I gave them life is a conversation around the thought that strangers feel they can try to silence children from simply being themselves.
I gave them life.
Funny.
Outgoing.
Animated.
Vibrant.
Roaring.
Silly.
All adjectives that would definitely describe my girls. Especially when they are happy and having fun together. They love attention and they know exactly how to get it. I’ve learned to let them live and be themselves because
- I don’t want to squash their spirit and
- *most* people immediately smile when they see them singing or joking around
Emphasis on most. There always has to be that one person to try to squash people back down.

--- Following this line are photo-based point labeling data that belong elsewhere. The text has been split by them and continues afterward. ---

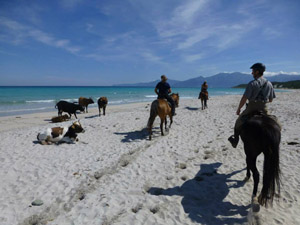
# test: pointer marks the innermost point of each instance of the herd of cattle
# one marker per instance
(69, 134)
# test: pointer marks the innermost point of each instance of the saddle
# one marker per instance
(259, 114)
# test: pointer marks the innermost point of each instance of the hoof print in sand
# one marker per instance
(154, 209)
(137, 208)
(181, 166)
(199, 178)
(184, 178)
(98, 175)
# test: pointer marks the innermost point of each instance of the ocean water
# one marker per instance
(24, 100)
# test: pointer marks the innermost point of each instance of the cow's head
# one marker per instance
(77, 127)
(90, 100)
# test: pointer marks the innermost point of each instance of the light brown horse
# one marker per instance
(203, 96)
(161, 108)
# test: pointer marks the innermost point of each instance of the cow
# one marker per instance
(57, 119)
(60, 134)
(84, 102)
(68, 107)
(102, 102)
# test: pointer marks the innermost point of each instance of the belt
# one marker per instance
(262, 101)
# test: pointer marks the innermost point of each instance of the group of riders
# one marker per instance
(258, 92)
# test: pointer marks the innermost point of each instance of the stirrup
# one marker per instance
(233, 141)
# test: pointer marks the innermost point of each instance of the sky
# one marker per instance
(108, 42)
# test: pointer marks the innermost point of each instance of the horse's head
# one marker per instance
(175, 98)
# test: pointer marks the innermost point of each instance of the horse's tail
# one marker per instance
(271, 173)
(153, 114)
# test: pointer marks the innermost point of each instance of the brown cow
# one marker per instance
(57, 119)
(84, 102)
(60, 134)
(102, 102)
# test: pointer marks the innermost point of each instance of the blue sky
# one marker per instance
(88, 42)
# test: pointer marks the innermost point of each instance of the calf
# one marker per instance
(102, 102)
(68, 107)
(84, 102)
(57, 119)
(60, 134)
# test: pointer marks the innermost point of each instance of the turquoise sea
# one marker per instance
(24, 100)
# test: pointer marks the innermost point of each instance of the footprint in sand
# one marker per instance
(154, 209)
(181, 166)
(137, 208)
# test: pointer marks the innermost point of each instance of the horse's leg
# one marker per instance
(251, 162)
(171, 121)
(161, 127)
(166, 123)
(248, 174)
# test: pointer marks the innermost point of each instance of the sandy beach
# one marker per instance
(115, 175)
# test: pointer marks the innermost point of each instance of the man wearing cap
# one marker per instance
(163, 89)
(258, 92)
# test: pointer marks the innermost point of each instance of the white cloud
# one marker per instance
(70, 4)
(269, 74)
(192, 58)
(18, 33)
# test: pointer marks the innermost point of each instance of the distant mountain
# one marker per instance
(295, 84)
(221, 80)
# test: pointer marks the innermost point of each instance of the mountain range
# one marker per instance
(220, 80)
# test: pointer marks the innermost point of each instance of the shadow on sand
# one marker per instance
(90, 117)
(134, 135)
(204, 197)
(192, 108)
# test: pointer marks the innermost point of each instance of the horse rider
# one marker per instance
(204, 88)
(163, 89)
(258, 92)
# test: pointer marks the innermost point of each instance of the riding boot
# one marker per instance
(234, 139)
(173, 111)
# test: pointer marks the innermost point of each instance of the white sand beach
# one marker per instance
(115, 175)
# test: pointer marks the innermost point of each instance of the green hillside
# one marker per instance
(295, 84)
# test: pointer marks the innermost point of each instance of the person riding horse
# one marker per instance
(203, 95)
(162, 90)
(258, 92)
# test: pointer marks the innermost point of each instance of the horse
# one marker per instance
(204, 97)
(262, 134)
(161, 108)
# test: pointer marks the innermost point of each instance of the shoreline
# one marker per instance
(115, 175)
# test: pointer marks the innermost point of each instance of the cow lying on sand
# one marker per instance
(68, 107)
(57, 119)
(60, 134)
(84, 102)
(102, 102)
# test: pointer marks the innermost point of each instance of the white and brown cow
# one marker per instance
(60, 134)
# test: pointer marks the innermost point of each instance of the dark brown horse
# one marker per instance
(262, 134)
(203, 96)
(161, 108)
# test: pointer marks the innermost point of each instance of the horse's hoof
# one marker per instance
(255, 205)
(246, 179)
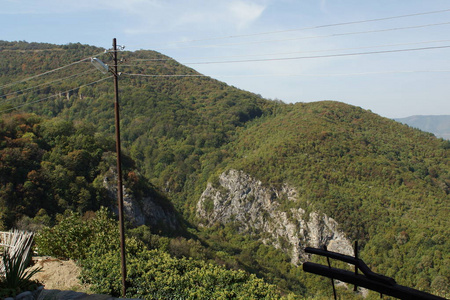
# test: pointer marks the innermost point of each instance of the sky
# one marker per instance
(389, 56)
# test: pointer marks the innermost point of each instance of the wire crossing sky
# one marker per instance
(363, 50)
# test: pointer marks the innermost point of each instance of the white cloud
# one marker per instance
(245, 12)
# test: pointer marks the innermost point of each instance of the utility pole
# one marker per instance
(105, 69)
(119, 172)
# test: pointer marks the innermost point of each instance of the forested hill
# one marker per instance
(386, 184)
(438, 125)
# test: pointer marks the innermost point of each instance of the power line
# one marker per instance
(310, 37)
(295, 75)
(317, 56)
(47, 72)
(309, 27)
(337, 74)
(159, 75)
(42, 84)
(53, 96)
(287, 53)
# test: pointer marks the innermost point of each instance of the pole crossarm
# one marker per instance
(368, 279)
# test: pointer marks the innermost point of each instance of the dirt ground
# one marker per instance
(59, 274)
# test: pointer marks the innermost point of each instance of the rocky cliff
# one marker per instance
(147, 210)
(271, 213)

Especially children. The incessant need to silence children is absurd.
Recently, the girls and I were at the grocery store (Aldi of course) and as we are walking through the store the girls are singing Jingle Bells (so what it’s mid-January), making jokes, and saying hello to everyone that will look in their direction. As most kids, they have the need to narrate their shopping trip, ask for everything they can, and hit each other once or twice as soon as I turn my back…because….siblings.
They stop and ask people their names. Delight when people ask them theirs or how old they are right now. And love when someone will listen long enough for a knock-knock joke or other random part of their day (usually it’s that I’m not letting them get a treat).
So, we get through the store. All my groceries have been scanned and I’m bagging my own groceries. (If you’ve been to an Aldi before you know that there’s a long table opposite the registers where you bag your own stuff). The girls are still playfully joking around and being silly. Not obnoxious, just kids. A lady comes up beside us and is bagging her own things. The lady and I catch eyes and I smile. The girls are tickling each other at this point. The lady says “what did you give them”?
The look of disdain on her face says it all. She didn’t want my kids to be having fun and free. She didn’t want them to be children in that moment. What she wanted was for them to be robotic and sit still and not say a word. She wanted them to fit into this cookie cutter mold that behaved children are quiet.
Without hesitation I answered, “life”.
A few months ago, I wouldn’t have answered this way. I’ve been asked this question before in different ways. “How much candy did they have today?” “What did you feed them for breakfast?” “Think it’s time to cut back the sugar?” All comments from strangers met with an awkward glare from me because we don’t even have sweets that often. This is just them.
Free.
Bold.
Unreserved.
Demonstrative.
Sociable.
I simply gave them life. Life where they get to be independent and make their own choices often (within reason, I’m not crazy). Where they get to learn to be themselves and never let others dim their lights. A life where they get to decide what makes them happy and how they are going to shine a light into others with their big personalities. A life where no one tells them to be less of who they are.